# When leather gloves get wet



## amelia (May 3, 2003)

Here in the wet country, it's never long after you buy a new pair of leather gloves that they get wet and turn the consistency of cardboard. Is there any way of restoring the softness of leather gloves once they've gotten wet?


----------



## Lt. Wombat (Jul 3, 2003)

We treat them with baseball glove oil/conditioner when new and they have yet to get stiff unless water get inside them


----------



## YuccaFlatsRanch (May 3, 2004)

Buy good deerskin or elkskin gloves - they don't get hard when the dry.


----------



## mousecat33 (Jan 9, 2004)

Neats foot oil does the trick, especially if applied before they get wet.

mc


----------



## Don Armstrong (May 8, 2002)

Work them mechanically.

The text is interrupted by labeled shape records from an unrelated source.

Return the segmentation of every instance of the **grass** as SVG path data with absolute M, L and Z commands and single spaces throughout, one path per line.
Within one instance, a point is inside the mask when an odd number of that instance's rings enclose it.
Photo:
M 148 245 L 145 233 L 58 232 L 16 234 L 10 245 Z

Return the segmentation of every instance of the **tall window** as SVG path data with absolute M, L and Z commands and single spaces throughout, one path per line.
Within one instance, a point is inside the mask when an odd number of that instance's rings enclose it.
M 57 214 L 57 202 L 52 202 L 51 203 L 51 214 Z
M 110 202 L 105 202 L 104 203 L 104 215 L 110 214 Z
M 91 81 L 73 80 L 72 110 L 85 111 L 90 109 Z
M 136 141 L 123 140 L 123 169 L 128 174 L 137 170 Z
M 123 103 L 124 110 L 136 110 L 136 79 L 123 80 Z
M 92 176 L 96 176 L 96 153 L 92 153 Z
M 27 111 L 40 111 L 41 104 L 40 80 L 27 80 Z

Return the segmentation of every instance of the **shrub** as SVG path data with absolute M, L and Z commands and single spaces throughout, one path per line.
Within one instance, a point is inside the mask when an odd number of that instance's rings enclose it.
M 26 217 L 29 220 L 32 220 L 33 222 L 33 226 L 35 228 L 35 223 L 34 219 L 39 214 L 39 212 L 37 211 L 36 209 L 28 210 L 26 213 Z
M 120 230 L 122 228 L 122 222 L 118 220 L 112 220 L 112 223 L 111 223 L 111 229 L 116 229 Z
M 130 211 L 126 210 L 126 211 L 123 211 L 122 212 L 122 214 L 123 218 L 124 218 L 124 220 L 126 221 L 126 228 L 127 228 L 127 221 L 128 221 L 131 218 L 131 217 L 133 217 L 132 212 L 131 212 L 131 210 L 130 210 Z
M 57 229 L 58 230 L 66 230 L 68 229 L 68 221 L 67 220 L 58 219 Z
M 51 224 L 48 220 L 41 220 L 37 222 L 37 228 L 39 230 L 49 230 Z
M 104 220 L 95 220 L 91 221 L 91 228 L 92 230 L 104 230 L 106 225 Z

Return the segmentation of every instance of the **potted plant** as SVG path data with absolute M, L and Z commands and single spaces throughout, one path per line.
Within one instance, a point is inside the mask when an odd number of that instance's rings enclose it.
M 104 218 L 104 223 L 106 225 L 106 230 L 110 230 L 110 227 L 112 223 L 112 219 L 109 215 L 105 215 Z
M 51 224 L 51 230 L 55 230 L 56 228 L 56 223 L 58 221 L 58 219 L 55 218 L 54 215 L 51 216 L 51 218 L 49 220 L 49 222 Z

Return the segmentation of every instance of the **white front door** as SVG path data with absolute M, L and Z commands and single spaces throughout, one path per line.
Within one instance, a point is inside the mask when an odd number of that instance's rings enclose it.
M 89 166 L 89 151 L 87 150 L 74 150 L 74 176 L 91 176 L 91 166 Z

Just rolling them over and over and around and around on a flat surface will do, or throw them in a clothes dryer with a few tennis balls and tennis shoes without heat for a few minutes.


----------



## UncleTom (Jan 24, 2003)

I have used wd 40 or even dexron transmission fluid. Sounds crude but it will soften them and lasts a long time. If they are just work gloves that is.


----------



## opus (Sep 15, 2004)

Dont use Neatsfoot, it deteriorates the thread. I use olive oil on all my leather. Saddles, boots, ******, reins, headstalls.....

Had a saddle maker turn me onto it, wouldnt use anything else.


----------



## BCR (Jun 24, 2002)

I actually wet mine on purpose, I wash them. 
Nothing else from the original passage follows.